Le sang des tourterelles

L
Pauline Delpech

Le sang des tourterelles

France (2009) – Michel Lafon (2009)


1938. Dans un Paris qui essaie de ne pas penser à la guerre qui s'annonce, de jeunes enfants sont atrocement assassinés et mutilés. Barnabé et son équipe enquêtent.

Le sang des tourterelles est le dernier volet d'une trilogie mettant en scène le commissaire Barnabé, créé en 2007 par la romancière Pauline Delpech. C'est un polar mêlant petite et grande histoire, autour de meurtres en série rituéliques qui permettront à l'auteur d'ajouter une dimension horrifico-ésotérique à son récit.
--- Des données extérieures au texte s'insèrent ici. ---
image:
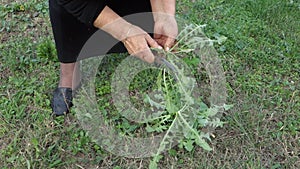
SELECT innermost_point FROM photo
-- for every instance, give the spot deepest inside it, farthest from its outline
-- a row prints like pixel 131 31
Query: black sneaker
pixel 61 101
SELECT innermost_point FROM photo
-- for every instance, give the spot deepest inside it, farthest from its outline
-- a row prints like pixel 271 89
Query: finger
pixel 152 43
pixel 147 55
pixel 169 43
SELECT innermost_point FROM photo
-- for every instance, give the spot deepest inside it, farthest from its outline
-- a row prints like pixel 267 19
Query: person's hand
pixel 137 43
pixel 165 30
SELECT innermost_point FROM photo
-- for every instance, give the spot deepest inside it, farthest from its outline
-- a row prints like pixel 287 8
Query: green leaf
pixel 227 107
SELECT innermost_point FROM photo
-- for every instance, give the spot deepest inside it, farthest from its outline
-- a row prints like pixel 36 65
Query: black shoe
pixel 61 101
marthe richard - Le sang des tourterellesDelpech apporte une attention particulière à la reconstitution de son Paris d'avant-guerre, usant d'un vocabulaire choisi et parfois précieux. Elle nous fait croiser Cocteau et Max Jacob, le bourreau Deibler ou le vinassier Roussane et, pour la Grande Histoire, Herschel Grynszpan et Ernst vom Rath [1]. C'est un décor à la fois léché et tout à fait superficiel, anecdotique, qui montre toutes ses limites dans l'évocation artificielle et aseptisée du Paris ouvrier et populaire qui ouvre le récit. Je sais cependant que cela contentera le lectorat visé par ce roman.

L'image d'une capitale saisie par la « débauche » et les plaisirs, alors que les périls montent de toutes parts, s'impose toutefois. Ce n'est pas inintéressant mais cela manque vraiment de profondeur [2]. Les motifs liés à l'homosexualité, la prostitution, l'alcool et la drogue sont récurrents, comme pour indiquer une décadence qui ferait le lit du national-socialisme ou de ses épigones sectaires. Barnabé et ses enquêteurs ne sont d'ailleurs pas en reste dans la turpitude, chacun y allant de sa petite perversion. L'alcoolique commissaire, incapable de mener une existence normale compte tenu de son passé, tente quant à lui d'expier sa culpabilité dans une relation sadomasochiste aussi soudaine qu'incongrue.

Dans cette atmosphère délétère, les meurtres de quelques enfants pourraient facilement passer inaperçus. Par chance, les criminels du Sang des tourterelles sont parfaitement stupides et assez aimables. Sans qu'on en comprenne les raisons, ils prennent soin d'assassiner tous les gosses à Paris, dans des endroits fréquentés où les dépouilles seront rapidement découvertes. Ils n'oublient pas évidemment de laisser trainer des indices sur les scènes de crime. Enfin, pour être sûrs qu'on ne les ratera pas le moment venu, ils se signalent à l'attention de la force publique en couvrant le lieu où ils ont élu domicile d'immenses graffitis oranges, noirs et blancs indiquant leur attachement à un culte qui se révélera, bien entendu, satanique [3].

Après une enquête poussive et linéaire, Pauline Delpech fait se rejoindre la petite et la grande Histoire en lançant un Barnabé – comment entre-t-on sans visa dans l'Allemagne de 1938 ? – à la poursuite du meurtrier, dans les rues de Cologne le jour suivant la Reichskristallnacht. Le caractère forcé et irréel de cette dernière partie m'a laissé totalement rêveur. Le sang des tourterelles est, dans tous les sens du terme, un petit roman, qui se lit très vite et que, pour ma part, j'oublierai encore plus rapidement.

Chroniqué par Philippe Cottet le 01/11/2009



Notes :

[1] Le meurtre du second par le premier servit de prétexte au déclenchement de la Nuit de Cristal. Celle-ci est le cadre des dernières pages du roman.

[2] Le sang des tourterelles fait 320 pages mais utilise grande police et larges marges. Du coup, il n'y a pas tant de place que cela pour aller au fond des choses.

[3] Pas de culte satanique à Paris sans un passage obligé par l'église Saint Sulpice, sa ligne rose et son gnomon.